Team LiB
Previous Section Next Section

2.1. Installation

The installation instructions given in this chapter are designed to apply to both active branches (1.x and 2.x) of the Apache web server running on Linux systems. If you are running some other flavor of Unix, I trust you will understand what the minimal differences between Linux and your system are. The configuration advice given in this chapter works well for non-Unix platforms (e.g., Windows) but the differences in the installation steps are more noticeable:

  • Windows does not offer the chroot functionality (see the section Section 2.4) or an equivalent.

  • You are unlikely to install Apache on Windows from source code. Instead, download the binaries from the main Apache web site.

  • Disk paths are different though the meaning is the same.

2.1.1. Source or Binary

One of the first decisions you will make is whether to compile the server from the source or use a binary package. This is a good example of the dilemma I mentioned at the beginning of this chapter. There is no one correct decision for everyone or one correct decision for you alone. Consider some pros and cons of the different approaches:

  • By compiling from source, you are in the position to control everything. You can choose the compile-time options and the modules, and you can make changes to the source code. This process will consume a lot of your time, especially if you measure the time over the lifetime of the installation (it is the only correct way to measure time) and if you intend to use modules with frequent releases (e.g., PHP).

  • Installation and upgrade is a breeze when binary distributions are used now that many vendors have tools to have operating systems updated automatically. You exchange some control over the installation in return for not having to do everything yourself. However, this choice means you will have to wait for security patches or for the latest version of your favorite module. In fact, the latest version of Apache or your favorite module may never come since most vendors choose to use one version in a distribution and only issue patches to that version to fix potential problems.
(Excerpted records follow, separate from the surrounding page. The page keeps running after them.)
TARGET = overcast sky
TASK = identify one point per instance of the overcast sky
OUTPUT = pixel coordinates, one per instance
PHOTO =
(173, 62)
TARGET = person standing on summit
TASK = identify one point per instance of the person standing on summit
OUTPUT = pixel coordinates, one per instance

This is a standard practice, which vendors use to produce stable distributions.

  • The Apache version you intend to use will affect your decision. For example, nothing much happens in the 1.x branch, but frequent releases (with significant improvements) occur in the 2.x branch. Some operating system vendors have moved on to the 2.x branch, yet others remain faithful to the proven and trusted 1.x branch.

The Apache web server is a victim of its own success. The web server from the 1.x branch works so well that many of its users have no need to upgrade. In the long term this situation only slows down progress because developers spend their time maintaining the 1.x branch instead of adding new features to the 2.x branch. Whenever you can, use Apache 2!

This book shows the approach of compiling from the source code since that approach gives us the most power and the flexibility to change things according to our taste. To download the source code, go to and pick the latest release of the branch you want to use. Downloading the source code

Habitually checking the integrity of archives you download from the Internet is a good idea. The Apache distribution system works through mirrors. Someone may decide to compromise a mirror and replace the genuine archive with a trojaned version (a version that feels like the original but is modified in some way, for example, programmed to allow the attacker unlimited access to the web server). You will go through a lot of trouble to secure your Apache installation, and it would be a shame to start with a compromised version.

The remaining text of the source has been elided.